Tate K, Zoellner P, Bode E T
Department of Anesthesiology, St. Luke's Hospital, Kansas City.
Mo Med. 1992 Jan;89(1):27-30.
In summary, total-lung bronchopulmonary lavage was performed five times on two patients under general anesthesia with controlled ventilation using a Robert-Shaw double lumen ETT. One lavage was complicated by a hydrothorax that was treated without untoward sequelae. No significant hypoxemia, circulatory impairment or leakage of lavaged fluid into the opposite lung was noted on any occasion. The average time of all procedures was 108 minutes (range 80-150 minutes), and patients were extubated on all occasions 2 to 5 hours after the treatment. Patients were discharged 24 to 36 hours after the last lavage with improvement, though not resolution, of the alveolar infiltrates radiographically. The ABG analysis revealed minimal improvement in oxygenation in Case No.1 from a preoperative paO2 of 60 mmHg on room air to a paO2 of 74 mmHg on the day of discharge.
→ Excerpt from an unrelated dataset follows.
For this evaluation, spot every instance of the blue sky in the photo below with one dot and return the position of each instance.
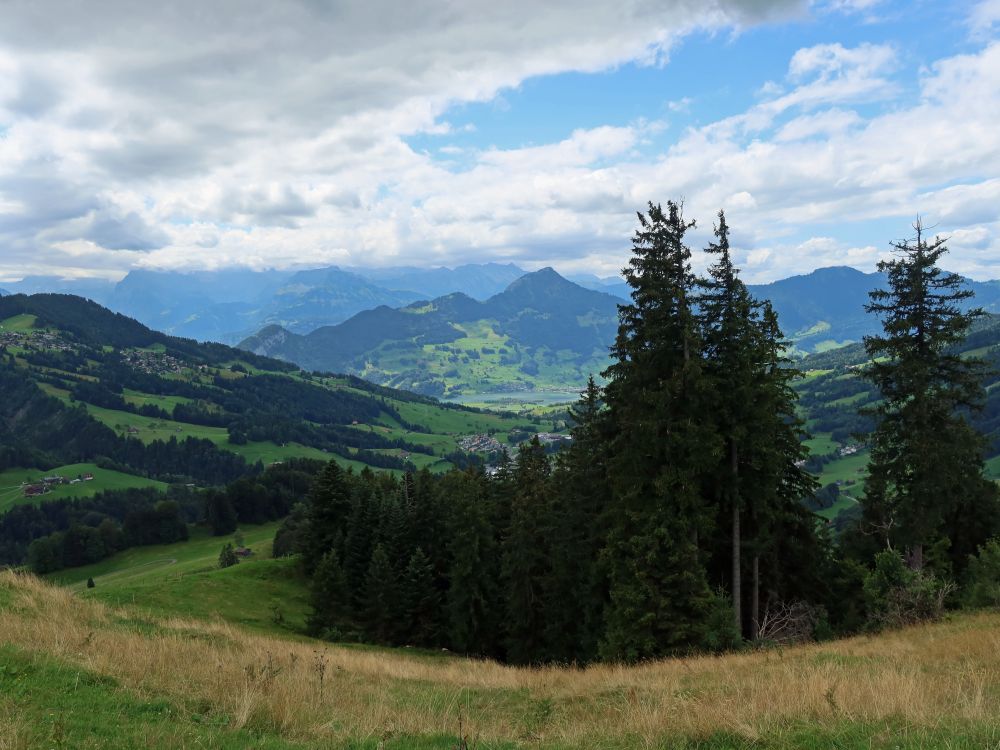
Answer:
(356, 134)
However, the patient was able to resume his normal activity level. In Case No.2, the patient's resting paO2 did not improve significantly from the preoperative value of 82 mmHg. Subjectively, however, the patient noted marked improvement. Prior to bronchopulmonary lavage, this patient's SaO2 decreased from 97% to 81% after walking 800 feet. Approximately a week and a half after discharge, the patient reported being able to run without symptoms and generally was feeling well. With careful attention to detail and the coordination of resources from the departments of anesthesia, pulmonary medicine, respiratory therapy and nursing services, bronchopulmonary lavage can be performed safely and efficiently in order to curtail the progressive hypoxemia which often develops in patients with PAP.